The causal discovery algorithms will then learn the causal graph from the data
given the constraints specified in the `Knowledge` object.

```{r}
#| label: plot causal discovery with tier knowledge
plot(disco_cd_tges)
```

The black edges are those inferred from the data.

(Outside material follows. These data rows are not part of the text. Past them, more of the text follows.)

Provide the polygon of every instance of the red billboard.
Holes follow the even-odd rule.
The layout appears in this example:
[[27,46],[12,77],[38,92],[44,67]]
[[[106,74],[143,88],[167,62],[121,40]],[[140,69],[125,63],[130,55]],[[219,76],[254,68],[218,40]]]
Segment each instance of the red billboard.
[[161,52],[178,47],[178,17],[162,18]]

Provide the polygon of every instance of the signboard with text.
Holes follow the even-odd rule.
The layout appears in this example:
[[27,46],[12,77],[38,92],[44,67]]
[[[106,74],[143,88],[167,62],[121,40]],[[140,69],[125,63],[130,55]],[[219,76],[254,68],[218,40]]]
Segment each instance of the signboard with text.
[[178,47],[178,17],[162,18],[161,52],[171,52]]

# Engine specific information about knowledge

By engine we mean the underlying implementation of the causal discovery
algorithm, i.e. the engine you specify to an algorithm such as
`pc(engine = "bnlearn")` or `tges(engine = "causalDisco")`.

## bnlearn

All knowledge types are supported with the bnlearn engine. When required
knowledge is provided, bnlearn may emit a warning during structure learning.
This occurs when the algorithm identifies a candidate v-structure (collider)
from the data whose orientation conflicts with edges already oriented due to
background knowledge.

```{r}
#| label: bnlearn
data(tpc_example)

kn <- knowledge(
  tpc_example,
  child_x1 %-->% youth_x3
)

bnlearn_pc <- pc(engine = "bnlearn", test = "fisher_z", alpha = 0.05)
output <- disco(data = tpc_example, method = bnlearn_pc, knowledge = kn)
```

The resulting causal graph will still respect the provided knowledge.

```{r}
#| label: plot bnlearn
plot(output)
```

## causalDisco

The causalDisco engine only supports tiered and forbidden knowledge. If required
knowledge is provided, it will give a warning and ignore the required knowledge.

## pcalg

Only symmetric forbidden-edge constraints are supported by the pcalg engine. In
practice, this means an edge must be forbidden in both directions. Such
constraints can be specified using `%!-->%` in both directions, as illustrated
below:

```{r}
#| label: pcalg
data(tpc_example)
kn <- knowledge(
  tpc_example,
  child_x1 %!-->% youth_x3,
  youth_x3 %!-->% child_x1
)
pc_pcalg <- pc(engine = "pcalg", test = "fisher_z", alpha = 0.05)
output <- disco(data = tpc_example, method = pc_pcalg, knowledge = kn)
```

## Tetrad

All knowledge types are supported with the Tetrad engine.